> Robin: The COO can’t waste time trying to track down some engineer and talk to them about… uh… God knows what.
At my first job (infrastructure monitoring, 24/7 shifts) the COO appeared one morning at 7:30 am in the office because he had seen a ticket opened a few minutes before from a particularly annoying but important client.
He proceeded to give us some additional context on that client, added some clues about their infra and we went on our way to handle the case. In all this he was knowledgeable and kind. I have a fond memories of that man.
> The whole company was dependent on the internal content management system (the CMS). It was built from scratch using the Ruby on Rails framework. Robin had overseen its development. Various teams had been working on it for 7 years.
Hahaha, oof. Tale as old as time, and I mean specifically this exact thing: Rails, passing through the hands of multiple teams, some or all outsourced. Anyone who's seen this before knows exactly what that codebase was like to work on.
I have to confess I don’t know what a data lake is. Halfway between a data puddle and a data ocean? There’s a lot of terms in this industry that you can avoid if you don’t work on that specific subset of functionality.
I do wonder if the marketing data from a 150-person org wouldn’t fit on a good old-fashioned database server. No need to get your feet wet.
Based on my own personal experience, a data lake is more of a data dumpster fire: a bunch of CSV, XML, or JSON files in random directories (typically in cloud object storage like S3 or a clone) plus sort of system that processes that data (Amazon Athena, Spark, Hadoop, DuckDB, whatever) to generate reports. In some projects I've seen, the size of the "lake" has been vastly over stated and could be stored in RAM on any modern system.
I think it works the other way, once a manager is threatening to fire someone, they are already fired. It's really hard to work well for a person who doesn't like you. Even if you swallow your pride and work hard, you're going to get all the shit shoveling tasks, and you can never work fast enough.
That's what I'm getting at - if you've threatened to fire someone, they've clocked out; they know they're gonna get shit on so they're going to basically wait around until you actually fire them.
> Sadly, I was unable to convince Robin that she should change her habits. In 2018 the Board Of Directors fired her. She had wasted 9 years and millions of dollars building a CMS that still lacked crucial features that the staff needed, and so she had done great harm to the organization.

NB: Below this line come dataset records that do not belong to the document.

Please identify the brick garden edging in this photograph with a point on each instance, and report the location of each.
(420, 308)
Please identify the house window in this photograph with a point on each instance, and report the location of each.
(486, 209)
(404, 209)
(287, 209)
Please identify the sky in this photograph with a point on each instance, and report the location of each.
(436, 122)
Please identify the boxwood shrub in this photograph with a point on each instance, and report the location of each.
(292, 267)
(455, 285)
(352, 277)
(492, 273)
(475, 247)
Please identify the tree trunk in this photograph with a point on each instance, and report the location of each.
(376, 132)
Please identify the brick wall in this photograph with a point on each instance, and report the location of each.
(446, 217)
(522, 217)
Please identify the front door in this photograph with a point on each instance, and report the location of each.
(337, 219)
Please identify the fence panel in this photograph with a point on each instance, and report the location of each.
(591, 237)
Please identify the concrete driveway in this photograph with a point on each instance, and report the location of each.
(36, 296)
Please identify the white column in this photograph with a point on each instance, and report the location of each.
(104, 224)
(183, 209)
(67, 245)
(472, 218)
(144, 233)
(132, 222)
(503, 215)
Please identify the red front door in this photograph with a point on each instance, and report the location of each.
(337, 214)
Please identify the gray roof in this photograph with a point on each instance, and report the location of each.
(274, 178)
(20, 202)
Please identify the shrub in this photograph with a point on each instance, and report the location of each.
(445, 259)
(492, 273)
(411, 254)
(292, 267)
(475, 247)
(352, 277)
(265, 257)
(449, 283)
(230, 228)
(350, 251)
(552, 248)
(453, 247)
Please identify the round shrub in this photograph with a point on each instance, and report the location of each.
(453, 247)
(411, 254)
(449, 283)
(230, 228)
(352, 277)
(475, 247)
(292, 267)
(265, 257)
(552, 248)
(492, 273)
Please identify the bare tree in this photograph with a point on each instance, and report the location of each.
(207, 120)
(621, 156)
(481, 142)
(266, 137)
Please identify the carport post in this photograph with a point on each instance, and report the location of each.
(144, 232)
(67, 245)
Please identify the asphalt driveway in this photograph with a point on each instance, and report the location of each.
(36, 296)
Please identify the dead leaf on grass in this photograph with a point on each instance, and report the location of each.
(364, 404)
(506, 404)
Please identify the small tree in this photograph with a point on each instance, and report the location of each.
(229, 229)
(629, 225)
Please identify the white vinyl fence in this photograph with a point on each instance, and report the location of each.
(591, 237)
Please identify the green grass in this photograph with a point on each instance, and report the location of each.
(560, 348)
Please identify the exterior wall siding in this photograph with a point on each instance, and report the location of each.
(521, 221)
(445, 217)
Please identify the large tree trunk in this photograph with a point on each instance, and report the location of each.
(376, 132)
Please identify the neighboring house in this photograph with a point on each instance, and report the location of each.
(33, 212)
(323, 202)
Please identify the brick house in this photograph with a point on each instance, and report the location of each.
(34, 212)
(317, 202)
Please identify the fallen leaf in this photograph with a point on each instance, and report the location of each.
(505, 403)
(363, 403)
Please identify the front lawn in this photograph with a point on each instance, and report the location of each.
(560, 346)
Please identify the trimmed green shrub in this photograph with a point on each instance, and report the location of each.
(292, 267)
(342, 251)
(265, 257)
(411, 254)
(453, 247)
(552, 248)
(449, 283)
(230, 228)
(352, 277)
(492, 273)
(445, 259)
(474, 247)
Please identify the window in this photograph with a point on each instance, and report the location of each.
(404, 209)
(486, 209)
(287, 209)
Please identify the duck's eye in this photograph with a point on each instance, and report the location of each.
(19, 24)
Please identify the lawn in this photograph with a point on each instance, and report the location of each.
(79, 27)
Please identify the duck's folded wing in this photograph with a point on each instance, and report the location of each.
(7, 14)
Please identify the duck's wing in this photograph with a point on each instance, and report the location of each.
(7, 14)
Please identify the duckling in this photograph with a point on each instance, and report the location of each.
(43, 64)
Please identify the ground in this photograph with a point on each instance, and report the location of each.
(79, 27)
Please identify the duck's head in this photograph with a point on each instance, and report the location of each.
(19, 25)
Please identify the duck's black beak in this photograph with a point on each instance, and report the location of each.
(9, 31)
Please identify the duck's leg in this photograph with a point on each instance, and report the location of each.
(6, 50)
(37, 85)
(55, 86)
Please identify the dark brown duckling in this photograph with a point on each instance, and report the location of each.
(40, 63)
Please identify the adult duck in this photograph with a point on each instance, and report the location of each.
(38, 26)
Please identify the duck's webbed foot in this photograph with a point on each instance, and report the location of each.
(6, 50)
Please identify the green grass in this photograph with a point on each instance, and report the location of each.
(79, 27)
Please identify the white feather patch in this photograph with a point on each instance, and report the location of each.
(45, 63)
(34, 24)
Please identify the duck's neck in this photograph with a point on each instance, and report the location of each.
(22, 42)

This reminds of the System Engineering Maxim "User rejection is the number one cause for system failure"
I don't know that that is 100% correct, but I think one of the strengths of iterative processes is regular customer input & fast feedback loops
The good thing about anecdotes is that they convey an idea in a concise manner. The bad thing about anecdotes is that they convey someone's idea about a real thing which we don't know about and have to rely on their storytelling which is usually self serving and rather subjective.
We don't know so many things about the project that all the solutions I see in the comments could be wrong for one reason or another.

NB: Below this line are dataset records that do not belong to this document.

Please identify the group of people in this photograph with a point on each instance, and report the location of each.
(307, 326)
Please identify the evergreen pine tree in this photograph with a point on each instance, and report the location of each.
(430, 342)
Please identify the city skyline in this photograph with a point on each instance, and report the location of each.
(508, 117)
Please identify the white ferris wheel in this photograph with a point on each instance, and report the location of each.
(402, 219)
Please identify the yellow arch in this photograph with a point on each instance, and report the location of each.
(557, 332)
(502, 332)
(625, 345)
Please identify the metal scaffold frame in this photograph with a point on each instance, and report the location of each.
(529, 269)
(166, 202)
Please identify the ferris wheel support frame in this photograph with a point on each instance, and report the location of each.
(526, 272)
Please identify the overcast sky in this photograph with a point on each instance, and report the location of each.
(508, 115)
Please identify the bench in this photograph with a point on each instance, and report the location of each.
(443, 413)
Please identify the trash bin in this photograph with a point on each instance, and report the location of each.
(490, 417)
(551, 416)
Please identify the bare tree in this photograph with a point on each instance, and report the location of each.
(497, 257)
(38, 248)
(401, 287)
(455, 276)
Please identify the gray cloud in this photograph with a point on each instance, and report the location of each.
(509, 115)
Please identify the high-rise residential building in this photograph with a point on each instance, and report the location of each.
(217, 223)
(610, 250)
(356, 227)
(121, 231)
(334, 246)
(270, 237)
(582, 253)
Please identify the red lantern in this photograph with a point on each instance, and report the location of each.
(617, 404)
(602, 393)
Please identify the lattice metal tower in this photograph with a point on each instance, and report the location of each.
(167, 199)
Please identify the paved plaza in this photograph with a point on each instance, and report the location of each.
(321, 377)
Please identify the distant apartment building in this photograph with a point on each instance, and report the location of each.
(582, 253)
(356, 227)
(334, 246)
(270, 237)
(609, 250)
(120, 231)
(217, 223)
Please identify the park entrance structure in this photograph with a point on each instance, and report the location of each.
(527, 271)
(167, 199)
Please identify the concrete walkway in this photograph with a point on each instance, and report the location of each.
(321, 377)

Lot of comments here regarding how to implement the solution, but IMHO, The key takeaway was at the end -
> Respectful leadership pays dividends in all circumstances. But it especially pays dividends when we are talking about the relationship between top leadership and those teams on whom they are utterly dependent. Respectful Leadership does not mean that you have to spend your time listening to everyone in the organization — in a large enough organization that is not even possible. But it does mean that when you are dependent on someone’s work, you commit to working with them in good faith, and you make time to hear their concerns and their suggestions.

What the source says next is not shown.